Tyrell Bowie knows that feeling all too well. The owner and coach of the York Buccaneers of the American Basketball Association (ABA) had the same issue years ago and could only find summer leagues to play in to get a chance at professional basketball.

Now, Bowie uses his experience and resources to try and better the lives of the players in the York County area as the Bucs begin their fifth season in the semi-professional ABA, which is not related to the league that merged with the NBA in 1976.

“When I was these young men’s age and I still had what it takes to play on a high level and (his) knees were still operating correctly, I didn’t have this opportunity,” Bowie said. “We’re expanding, getting these guys in front of agents and the right coaches and management that can give them great opportunities.”

Local college standouts: Two players taking advantage of the chance to stay in shape and put together some film for scouts are Jason Bady and Anthony Bennett Jr. 

Bady joins the Bucs after a dominant season for the York College men's team. He was named the Capital Athletic Conference Player of the Year after leading the league in scoring and finishing in the top 10 in rebounding, blocked shots, free-throw percentage, field-goal percentage and assists. 

Bennett averaged 12.8 points per game for a Penn State York squad that won its conference championship a season ago. 

Both players plan to finish their degrees while playing for the Bucs and preparing to play overseas professionally next season. Bennett said he had offers from two teams in Portugal but wanted to earn his business degree first, while Bady is excited to learn from the opportunity he had at some exposure camps this year.

Bowie believes Bady and Bennett will have a big impact on the team despite the fast-paced playing style in the ABA.

“They’re going to hit some road blocks because it’s kind of like a rookie season,” Bowie said. “They got a lot of experience, but the levels are different. I tell these guys all the time, ‘There’s levels to this,’ but they got it. I believe them guys got what it takes to play on this level and even take it to the next level.” 

The Bucs’ captain: One player who is key to recruiting local players to the Bucs is Darian Doleman. The 6-foot-8 graduate of York Suburban has been with the York team since its start, minus a stint in a professional league in Mexico.

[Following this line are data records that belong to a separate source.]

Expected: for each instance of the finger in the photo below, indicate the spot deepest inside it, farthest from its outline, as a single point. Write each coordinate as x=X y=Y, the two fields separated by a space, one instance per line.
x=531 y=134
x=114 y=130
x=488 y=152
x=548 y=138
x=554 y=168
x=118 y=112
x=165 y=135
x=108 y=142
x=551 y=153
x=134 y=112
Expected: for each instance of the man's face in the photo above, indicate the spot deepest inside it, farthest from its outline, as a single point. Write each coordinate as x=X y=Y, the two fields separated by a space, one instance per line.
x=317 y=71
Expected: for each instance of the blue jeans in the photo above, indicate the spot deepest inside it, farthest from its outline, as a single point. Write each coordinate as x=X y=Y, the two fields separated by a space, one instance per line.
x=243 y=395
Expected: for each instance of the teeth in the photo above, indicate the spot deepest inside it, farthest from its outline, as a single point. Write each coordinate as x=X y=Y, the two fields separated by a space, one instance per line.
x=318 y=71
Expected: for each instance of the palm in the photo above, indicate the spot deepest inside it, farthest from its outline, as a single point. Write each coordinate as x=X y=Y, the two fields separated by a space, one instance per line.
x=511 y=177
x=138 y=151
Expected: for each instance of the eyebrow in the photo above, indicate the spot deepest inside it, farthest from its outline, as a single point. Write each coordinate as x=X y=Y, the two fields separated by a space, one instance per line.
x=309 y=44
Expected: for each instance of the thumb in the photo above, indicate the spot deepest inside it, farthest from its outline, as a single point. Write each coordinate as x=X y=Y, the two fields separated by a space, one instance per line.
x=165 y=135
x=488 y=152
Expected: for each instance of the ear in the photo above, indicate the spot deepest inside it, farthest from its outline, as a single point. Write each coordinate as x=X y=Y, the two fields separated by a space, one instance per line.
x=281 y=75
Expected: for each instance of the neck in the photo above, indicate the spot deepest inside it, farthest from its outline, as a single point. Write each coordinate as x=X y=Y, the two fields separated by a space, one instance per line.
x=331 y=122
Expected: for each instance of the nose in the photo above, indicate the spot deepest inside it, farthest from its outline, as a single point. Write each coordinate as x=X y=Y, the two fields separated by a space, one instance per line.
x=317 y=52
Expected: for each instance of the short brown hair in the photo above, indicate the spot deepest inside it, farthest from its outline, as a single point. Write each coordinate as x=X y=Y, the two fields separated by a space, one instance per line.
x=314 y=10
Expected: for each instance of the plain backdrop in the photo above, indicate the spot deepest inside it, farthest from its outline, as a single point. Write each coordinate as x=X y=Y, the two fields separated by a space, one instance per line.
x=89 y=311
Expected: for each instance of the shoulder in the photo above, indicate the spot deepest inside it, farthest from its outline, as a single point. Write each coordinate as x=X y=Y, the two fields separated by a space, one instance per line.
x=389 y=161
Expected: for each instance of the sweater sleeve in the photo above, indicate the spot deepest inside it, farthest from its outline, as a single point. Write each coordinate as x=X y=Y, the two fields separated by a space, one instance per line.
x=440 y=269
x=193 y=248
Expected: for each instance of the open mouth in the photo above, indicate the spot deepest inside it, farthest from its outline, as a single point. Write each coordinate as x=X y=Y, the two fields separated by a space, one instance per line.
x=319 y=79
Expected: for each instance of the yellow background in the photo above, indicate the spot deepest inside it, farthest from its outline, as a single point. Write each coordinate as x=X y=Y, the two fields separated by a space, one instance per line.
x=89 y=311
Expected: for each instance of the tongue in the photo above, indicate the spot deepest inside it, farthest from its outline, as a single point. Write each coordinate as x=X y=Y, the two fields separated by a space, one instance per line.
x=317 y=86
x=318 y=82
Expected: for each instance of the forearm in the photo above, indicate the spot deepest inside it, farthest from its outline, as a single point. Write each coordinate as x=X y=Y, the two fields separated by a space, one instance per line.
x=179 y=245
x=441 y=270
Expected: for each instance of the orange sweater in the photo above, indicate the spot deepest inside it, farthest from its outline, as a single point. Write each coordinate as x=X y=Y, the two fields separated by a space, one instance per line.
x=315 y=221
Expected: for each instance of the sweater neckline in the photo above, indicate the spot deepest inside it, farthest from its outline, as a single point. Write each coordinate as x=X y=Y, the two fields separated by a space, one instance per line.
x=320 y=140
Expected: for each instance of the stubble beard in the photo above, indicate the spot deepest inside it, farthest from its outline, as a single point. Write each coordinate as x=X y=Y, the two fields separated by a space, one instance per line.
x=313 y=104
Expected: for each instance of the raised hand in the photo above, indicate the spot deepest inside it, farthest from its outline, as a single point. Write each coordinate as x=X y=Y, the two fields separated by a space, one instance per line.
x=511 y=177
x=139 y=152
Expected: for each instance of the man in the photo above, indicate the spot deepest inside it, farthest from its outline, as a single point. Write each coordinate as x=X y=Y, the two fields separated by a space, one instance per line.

His role on the team is playing center now, but Doleman doesn’t see his passion for the organization ending even when his time on the court does. 

“As long as I am in York, there will be York Bucs (basketball),” Doleman said. “I am going to play until I can’t anymore, and then I am going to coach, be a recruiter or be in the stands. You will see me with a York Bucs jersey on.” 

Doleman serves a recruiter now while playing, and Bady is one of the players he brought on this season. Another new face for the Bucs is someone that has been beating them for a few seasons. 

A grand homecoming: Kelvin Parker, a 6-foot-4 York High graduate,   who attended NCAA Division I Mount St. Mary’s University before transferring to Millersville University, has experience in the ABA with the DMV Warriors. The Warriors were one of the ABA’s top teams before moving to a new semi-professional league prior to this season.

Parker is excited to be back playing in his hometown, but like other players, battles the balance between working and basketball. He works during the day and then practices from 9 p.m. to 11 p.m. and has to mentally prepare to give the effort required to keep his professional basketball hopes alive. 

“Late practices are rough, because everyone is tired,” Parker said. “You just gotta come in and get prepared to work (and give) 100% all the time.” 

Ready to begin: With training camp over, new jerseys  handed out and the players  excited to get on the court, Bowie is ready to get the season started. The chance for the athletes to prove they belong in professional basketball is there, now it’s up to them to make it happen.

“I am anxious to see what these guys do and see all the hard work pay off,” Bowie said. “At the end of the day, they put in the work. The time is here now.”